Qincheng Prison is located north of Beijing. This jail is an usual spot for holding high-level corrupted political figures, rivals of the Communist parties, newspaper and authors criticizing the government, members of the 1989 Tiananmen Square revolution and even housing Mao’s wife. Opened in 1960 with the help of the Soviet Union, Qincheng can be described as a “special prison” where the high-ranking elites spend the rest of their lives. Contrary to ideas of a regular prison, Qincheng’s jailed members enjoy bigger jail cells, balconies (used mostly used for cloth-drying), and special amenities including daily TV from 7pm to 9pm, newspapers, full gyms (it is said that Tai Chi classes are offered daily for an hour) and flush toilets. More importantly, they are not forced to wear any uniforms, compared to ordinary prisoners. This jail and their cells can be compared to a hotel-style housing. He Dianhui, former director of the prison, recently told the media that the elites “…enjoy milk for breakfast. For lunch and dinner, they have two Chinese dishes, a bowl of soup and an apple”. The elite prisoners will eat their meals from chefs that work at the 5-star Beijing Hotel, most famously known as the hotel of preference during Richard Nixon’s visit to China in 1972.
It is important to highlight that only the elites such as Bo Xilai get these preferences. Chinese media has been keeping quiet about these kinds of treatments for a while, but former prisoners have revealed their treatment after being released, making it known to the outside world. Bloggers all over the nation have spoken out about their feelings towards the special treatments of the corrupted elites in China. One microblogger asked “Is it really a prison, or a rehabilitation center?”

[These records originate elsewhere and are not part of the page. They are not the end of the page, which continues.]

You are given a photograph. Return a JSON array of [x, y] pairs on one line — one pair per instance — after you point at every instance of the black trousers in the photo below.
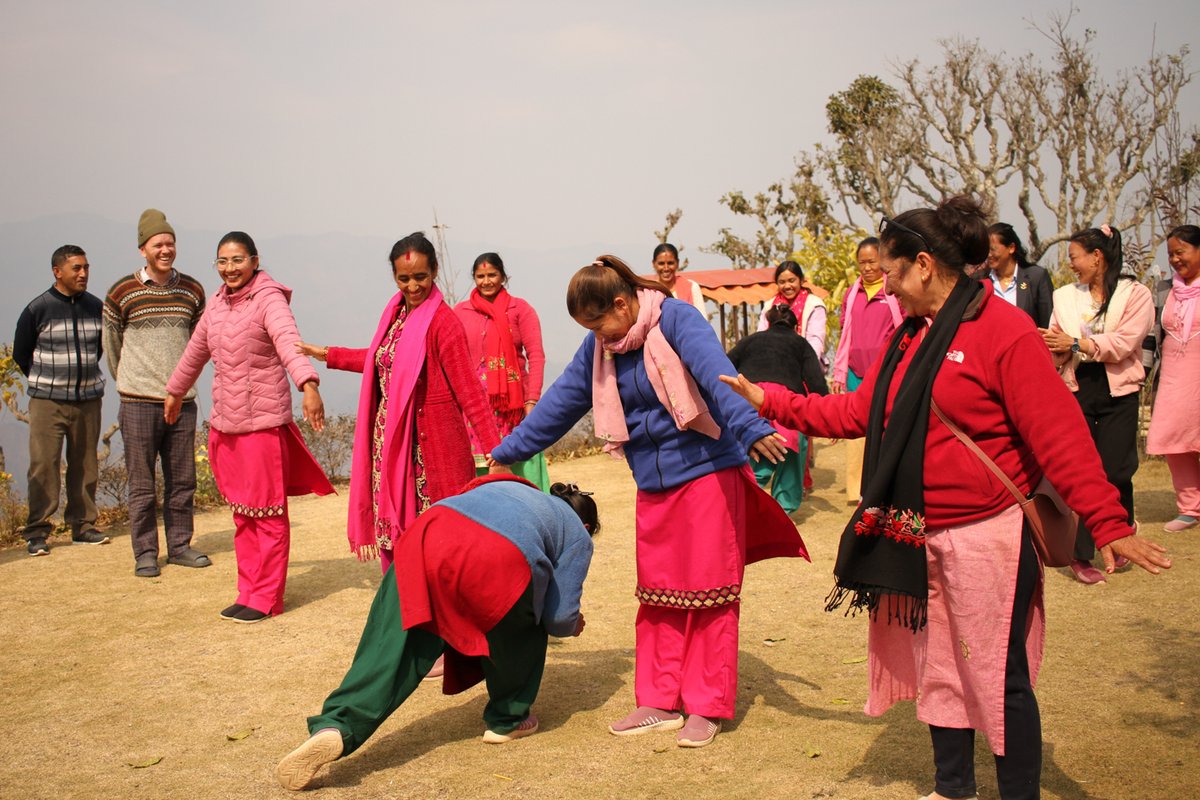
[[1114, 426], [1019, 770]]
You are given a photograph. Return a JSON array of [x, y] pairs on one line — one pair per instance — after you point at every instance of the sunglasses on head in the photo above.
[[887, 222]]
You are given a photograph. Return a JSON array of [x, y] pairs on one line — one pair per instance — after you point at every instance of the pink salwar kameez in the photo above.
[[954, 667], [256, 473]]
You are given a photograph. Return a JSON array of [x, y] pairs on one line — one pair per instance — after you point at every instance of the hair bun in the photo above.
[[965, 220]]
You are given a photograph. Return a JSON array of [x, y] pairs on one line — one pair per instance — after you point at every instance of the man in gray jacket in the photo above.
[[58, 348]]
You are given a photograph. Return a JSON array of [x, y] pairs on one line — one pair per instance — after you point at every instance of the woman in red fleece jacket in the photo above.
[[937, 541]]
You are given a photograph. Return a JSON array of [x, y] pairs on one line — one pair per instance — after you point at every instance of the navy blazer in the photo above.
[[1035, 293]]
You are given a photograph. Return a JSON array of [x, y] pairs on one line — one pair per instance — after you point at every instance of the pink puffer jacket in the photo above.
[[251, 337]]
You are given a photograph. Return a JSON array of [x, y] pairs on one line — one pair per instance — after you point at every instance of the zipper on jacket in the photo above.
[[658, 464], [75, 323]]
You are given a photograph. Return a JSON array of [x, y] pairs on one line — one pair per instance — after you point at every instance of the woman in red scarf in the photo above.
[[504, 341], [807, 301]]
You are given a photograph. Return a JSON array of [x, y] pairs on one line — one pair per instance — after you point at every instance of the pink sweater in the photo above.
[[526, 336], [251, 337], [1119, 348]]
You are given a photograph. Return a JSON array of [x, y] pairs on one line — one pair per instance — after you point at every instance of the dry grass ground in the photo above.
[[101, 671]]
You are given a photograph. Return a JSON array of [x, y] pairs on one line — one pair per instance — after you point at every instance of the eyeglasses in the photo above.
[[237, 260], [887, 222]]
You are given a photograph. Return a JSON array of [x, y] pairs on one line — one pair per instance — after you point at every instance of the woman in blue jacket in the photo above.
[[649, 371]]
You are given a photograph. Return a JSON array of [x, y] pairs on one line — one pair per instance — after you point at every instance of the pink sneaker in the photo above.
[[1085, 572], [646, 719], [527, 728], [699, 732], [437, 671]]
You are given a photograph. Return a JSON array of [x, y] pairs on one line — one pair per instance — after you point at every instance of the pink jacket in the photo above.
[[526, 336], [1119, 348], [251, 340]]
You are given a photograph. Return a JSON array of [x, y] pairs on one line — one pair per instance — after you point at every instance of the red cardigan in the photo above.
[[526, 336], [443, 395], [997, 384]]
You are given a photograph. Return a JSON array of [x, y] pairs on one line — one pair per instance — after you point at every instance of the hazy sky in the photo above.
[[546, 131], [527, 125]]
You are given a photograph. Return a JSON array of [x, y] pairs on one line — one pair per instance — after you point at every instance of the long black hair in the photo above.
[[581, 504], [1108, 241]]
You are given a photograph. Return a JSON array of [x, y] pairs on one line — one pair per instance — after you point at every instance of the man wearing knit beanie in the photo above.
[[149, 317]]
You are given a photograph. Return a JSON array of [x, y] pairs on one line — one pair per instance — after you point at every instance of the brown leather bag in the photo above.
[[1053, 523]]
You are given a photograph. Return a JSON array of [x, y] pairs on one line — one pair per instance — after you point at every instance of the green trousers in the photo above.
[[786, 477], [391, 662], [533, 470]]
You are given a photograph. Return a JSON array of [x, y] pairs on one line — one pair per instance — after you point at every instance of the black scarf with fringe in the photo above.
[[882, 551]]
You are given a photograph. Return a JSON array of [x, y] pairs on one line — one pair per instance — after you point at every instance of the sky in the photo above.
[[550, 132]]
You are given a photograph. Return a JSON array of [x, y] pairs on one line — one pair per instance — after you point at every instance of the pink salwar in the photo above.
[[954, 667], [1186, 477], [256, 473], [688, 659], [693, 545]]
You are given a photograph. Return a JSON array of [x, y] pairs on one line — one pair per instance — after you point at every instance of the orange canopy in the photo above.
[[733, 287]]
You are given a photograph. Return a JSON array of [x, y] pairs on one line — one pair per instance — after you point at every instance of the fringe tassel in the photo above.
[[904, 609]]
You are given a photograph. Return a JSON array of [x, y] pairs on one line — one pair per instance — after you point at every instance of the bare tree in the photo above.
[[873, 158], [783, 209], [1089, 140], [448, 277]]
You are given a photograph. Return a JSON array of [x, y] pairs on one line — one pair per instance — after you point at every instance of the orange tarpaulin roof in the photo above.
[[735, 287]]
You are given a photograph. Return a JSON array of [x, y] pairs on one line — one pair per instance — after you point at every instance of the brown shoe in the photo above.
[[300, 767]]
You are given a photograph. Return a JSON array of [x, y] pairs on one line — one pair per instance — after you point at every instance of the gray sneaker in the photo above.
[[190, 558], [90, 536], [147, 566]]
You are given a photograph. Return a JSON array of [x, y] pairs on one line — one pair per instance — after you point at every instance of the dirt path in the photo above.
[[100, 671]]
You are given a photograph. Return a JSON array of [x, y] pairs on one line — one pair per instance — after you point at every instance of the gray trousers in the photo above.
[[51, 423], [147, 438]]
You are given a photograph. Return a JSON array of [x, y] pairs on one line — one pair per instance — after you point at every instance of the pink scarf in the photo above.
[[673, 385], [397, 497], [841, 359], [1186, 296]]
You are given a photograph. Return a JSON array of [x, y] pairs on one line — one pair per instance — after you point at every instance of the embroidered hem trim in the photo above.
[[257, 512], [682, 599]]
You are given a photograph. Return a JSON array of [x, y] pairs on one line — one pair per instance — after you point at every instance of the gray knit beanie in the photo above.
[[151, 223]]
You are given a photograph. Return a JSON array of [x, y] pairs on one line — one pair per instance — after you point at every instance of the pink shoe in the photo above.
[[1085, 572], [646, 719], [437, 671], [527, 728], [699, 732]]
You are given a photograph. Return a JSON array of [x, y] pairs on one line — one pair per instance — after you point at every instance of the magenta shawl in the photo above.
[[397, 494]]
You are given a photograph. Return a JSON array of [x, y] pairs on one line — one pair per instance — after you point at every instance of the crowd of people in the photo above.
[[479, 569]]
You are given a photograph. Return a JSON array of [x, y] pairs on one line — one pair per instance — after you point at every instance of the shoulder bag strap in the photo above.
[[973, 447]]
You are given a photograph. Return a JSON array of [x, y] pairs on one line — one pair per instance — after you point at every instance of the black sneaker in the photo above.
[[232, 612], [249, 615]]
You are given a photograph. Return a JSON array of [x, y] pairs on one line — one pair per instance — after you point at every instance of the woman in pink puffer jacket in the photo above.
[[257, 453]]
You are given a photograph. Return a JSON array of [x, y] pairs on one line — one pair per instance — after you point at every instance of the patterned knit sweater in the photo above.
[[147, 328]]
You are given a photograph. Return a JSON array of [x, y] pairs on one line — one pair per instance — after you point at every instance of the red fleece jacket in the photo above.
[[997, 384]]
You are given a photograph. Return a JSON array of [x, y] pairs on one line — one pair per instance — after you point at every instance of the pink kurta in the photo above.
[[1175, 426], [954, 667]]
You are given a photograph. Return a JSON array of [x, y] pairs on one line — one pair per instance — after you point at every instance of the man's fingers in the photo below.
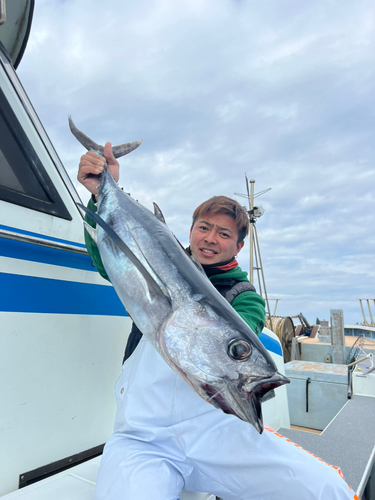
[[108, 154]]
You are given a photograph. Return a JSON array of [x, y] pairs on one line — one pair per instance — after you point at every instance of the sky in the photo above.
[[283, 92]]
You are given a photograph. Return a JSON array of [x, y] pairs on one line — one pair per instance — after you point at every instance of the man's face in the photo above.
[[213, 238]]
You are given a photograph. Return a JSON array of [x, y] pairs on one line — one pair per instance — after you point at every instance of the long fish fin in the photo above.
[[90, 145], [158, 213], [91, 231], [151, 283]]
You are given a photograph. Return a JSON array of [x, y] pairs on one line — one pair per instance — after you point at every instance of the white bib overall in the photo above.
[[167, 438]]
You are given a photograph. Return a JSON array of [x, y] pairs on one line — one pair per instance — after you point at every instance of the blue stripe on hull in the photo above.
[[270, 344], [29, 294], [39, 235], [45, 255]]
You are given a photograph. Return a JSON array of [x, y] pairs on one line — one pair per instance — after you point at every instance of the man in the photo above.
[[166, 437]]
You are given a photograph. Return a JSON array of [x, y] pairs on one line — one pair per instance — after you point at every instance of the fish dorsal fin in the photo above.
[[90, 145], [194, 258], [91, 231], [158, 213], [153, 287]]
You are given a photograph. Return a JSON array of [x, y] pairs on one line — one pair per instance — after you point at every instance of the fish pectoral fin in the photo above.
[[153, 286], [90, 145], [158, 213], [91, 231], [195, 259]]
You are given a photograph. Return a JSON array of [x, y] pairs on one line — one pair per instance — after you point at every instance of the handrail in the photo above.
[[10, 235]]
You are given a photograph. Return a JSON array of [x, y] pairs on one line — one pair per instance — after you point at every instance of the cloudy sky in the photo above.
[[283, 91]]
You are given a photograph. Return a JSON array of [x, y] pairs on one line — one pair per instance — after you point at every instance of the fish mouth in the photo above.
[[246, 402], [258, 394]]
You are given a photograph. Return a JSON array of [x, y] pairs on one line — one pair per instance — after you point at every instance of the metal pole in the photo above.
[[369, 310], [261, 270], [363, 312]]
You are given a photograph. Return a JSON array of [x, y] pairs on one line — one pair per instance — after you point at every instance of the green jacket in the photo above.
[[249, 305]]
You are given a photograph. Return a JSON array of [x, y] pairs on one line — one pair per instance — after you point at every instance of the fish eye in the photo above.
[[239, 349]]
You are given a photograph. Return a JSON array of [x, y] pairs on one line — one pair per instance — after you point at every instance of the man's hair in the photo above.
[[226, 206]]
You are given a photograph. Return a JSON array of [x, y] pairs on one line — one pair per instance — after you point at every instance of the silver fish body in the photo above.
[[194, 329]]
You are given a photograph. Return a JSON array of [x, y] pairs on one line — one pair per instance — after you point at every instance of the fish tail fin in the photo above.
[[90, 145]]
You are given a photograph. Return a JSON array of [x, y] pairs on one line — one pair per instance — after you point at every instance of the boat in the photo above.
[[64, 330]]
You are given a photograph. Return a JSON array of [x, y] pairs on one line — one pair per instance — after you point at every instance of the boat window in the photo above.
[[23, 179]]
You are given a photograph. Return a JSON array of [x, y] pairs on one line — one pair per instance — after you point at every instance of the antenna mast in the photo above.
[[254, 213]]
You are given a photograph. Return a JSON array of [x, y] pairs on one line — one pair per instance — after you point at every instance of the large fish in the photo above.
[[175, 306]]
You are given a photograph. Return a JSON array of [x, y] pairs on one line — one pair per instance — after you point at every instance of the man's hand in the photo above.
[[92, 165]]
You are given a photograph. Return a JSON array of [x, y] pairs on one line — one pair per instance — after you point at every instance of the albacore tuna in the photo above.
[[175, 306]]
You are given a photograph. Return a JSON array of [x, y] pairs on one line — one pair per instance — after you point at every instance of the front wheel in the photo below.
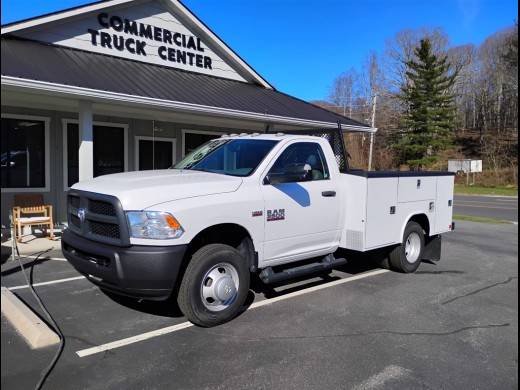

Although president Xi Jinping is determined to combat corruption at all costs, proven in his now famous remark of catching the “tigers” and “flies” of the government – the powerful leaders and lowly bureaucrats – not much can be done if at the end said leaders are sent to a hotel-style prison kind of a reward for their acts. When he was elected to preside over the most populous country in the world, Xi made clear that one of his main intentions while in power is to restore the transparency of the government. So far, many officials have been caught red-handed by Xi’s program, including high-ranking officers such as Bo Xilai. Despite the government’s initiative and their enforcement of arresting the corrupted, many people are left wondering about their punishment afterwards. Even though there is still prevalent corruption going on in China, I personally believe that Xi Jinping is doing a great job eradicating corruption and making sure that the Chinese government and their officials do their job in the most transparent way possible. If this is done and president Xi succeeds, it might just be a matter of time in which China will trump the United States of America as the biggest economy of the world.
Do you think the preferential style of treatment that the elites receive after being charged with corruption should be removed or that it does not play a role with the corruption going on in China? Would housing the corrupt political elites to regular jails be a smart move for the Chinese government to do?
This post reflects the author’s personal opinions, not the opinions of Arizona Model United Nations.